Threads not laucnhed according to execution configuration

Hi, I am developing a profiling application in which I have to record thread Ids of all threads. My execution configuration is

dim3 Grid(43, 43); 
dim3 Block(16, 16);
function_call<<<Grid, Block>>>(dev_c);

According to this configuration 473,344 threads should be launched. Right number of threads are launched but if I observe the data that every thread has to manipulate only 118,336 data elements are updated. According to profiling results blockIdx.y only ranges from 0 to 10 during the execution and some threads launched have similar overall threadID. I have tried to mimic this condition with the following test case:

#define GRID_SIZE 43
#define BLOCK_SIZE 16

__global__ void gpu_mult(int *c) { 

    int row = blockIdx.y * blockDim.y + threadIdx.y; 
    int col = blockIdx.x * blockDim.x + threadIdx.x;
    
    c[col + row*(GRID_SIZE*BLOCK_SIZE)] = 10;
} 

    /* Part of host code that launches the kernel */
    int size1 = GRID_SIZE*GRID_SIZE*BLOCK_SIZE*BLOCK_SIZE;
    dim3 Grid(43, 43); 
    dim3 Block(16, 16);
    gpu_mult<<<Grid, Block>>>(dev_c);
    
    cudaMemcpy(c, dev_c, size1, cudaMemcpyDeviceToHost);
    
    for (int k =0; k < size1; k++)
    {
        if (c[k] != 10)
        {
            printf("\nAlert: %d, %d, %d\n\n", k, c[k], c[k-1]);
            break;
        }
    }

The output in this case is Alert: 118336, 0, 10
Which shows similar behavior in case of this test case. Can you guys point out if I am missing something.

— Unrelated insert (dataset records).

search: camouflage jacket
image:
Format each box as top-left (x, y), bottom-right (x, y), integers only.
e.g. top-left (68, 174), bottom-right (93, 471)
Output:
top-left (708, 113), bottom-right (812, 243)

The size parameter passed to cudaMemcpy is a size in bytes, not elements, therefore this is incorrect:

cudaMemcpy(c, dev_c, size1, cudaMemcpyDeviceToHost);

it should be:

cudaMemcpy(c, dev_c, size1*sizeof(int), cudaMemcpyDeviceToHost);

If you made a similar error on any of your allocations for c or dev_c, those should be corrected also.

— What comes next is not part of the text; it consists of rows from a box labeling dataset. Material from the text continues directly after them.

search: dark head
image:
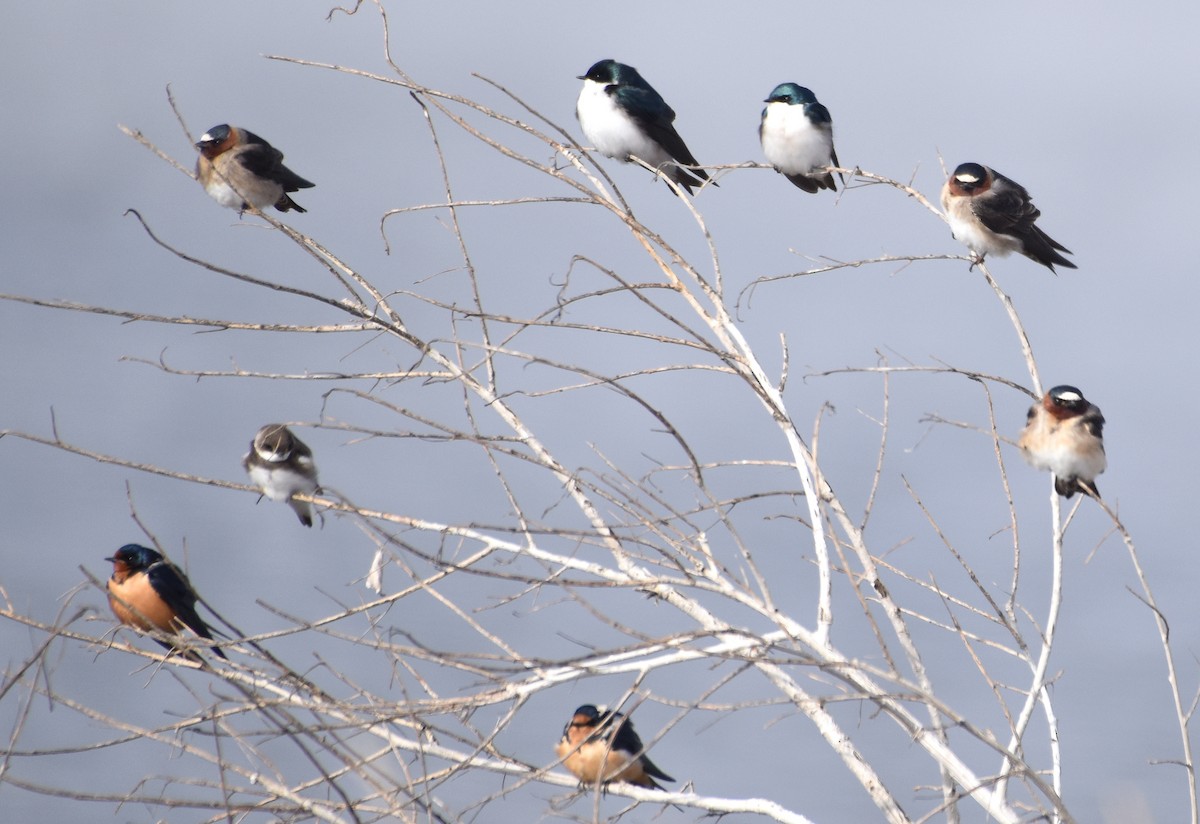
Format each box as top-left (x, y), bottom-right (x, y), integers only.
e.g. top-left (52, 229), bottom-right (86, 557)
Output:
top-left (253, 423), bottom-right (296, 461)
top-left (578, 60), bottom-right (637, 85)
top-left (763, 83), bottom-right (817, 106)
top-left (1046, 384), bottom-right (1088, 411)
top-left (950, 163), bottom-right (991, 194)
top-left (104, 543), bottom-right (162, 572)
top-left (196, 124), bottom-right (238, 158)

When I make that change, your code runs correctly for me:

$ cat t395.cu
#define GRID_SIZE 43
#define BLOCK_SIZE 16
#include <stdio.h>
__global__ void gpu_mult(int *c) {

    int row = blockIdx.y * blockDim.y + threadIdx.y;
    int col = blockIdx.x * blockDim.x + threadIdx.x;

    c[col + row*(GRID_SIZE*BLOCK_SIZE)] = 10;
}
int main(){

    /* Part of host code that launches the kernel */
    int size1 = GRID_SIZE*GRID_SIZE*BLOCK_SIZE*BLOCK_SIZE;
    int *c, *dev_c;
    c = new int;
    cudaMalloc(&dev_c, size1*sizeof(int));
    dim3 Grid(43, 43);
    dim3 Block(16, 16);
    gpu_mult<<<Grid, Block>>>(dev_c);

    cudaMemcpy(c, dev_c, size1*sizeof(int), cudaMemcpyDeviceToHost);

    for (int k =0; k < size1; k++)
    {
        if (c[k] != 10)
        {
            printf("\nAlert: %d, %d, %d\n\n", k, c[k], c[k-1]);
            break;
        }
    }

}
$ nvcc -o t395 t395.cu
$ cuda-memcheck ./t395
========= CUDA-MEMCHECK
========= ERROR SUMMARY: 0 errors
$

Thanks Robert. My bad I completely missed it.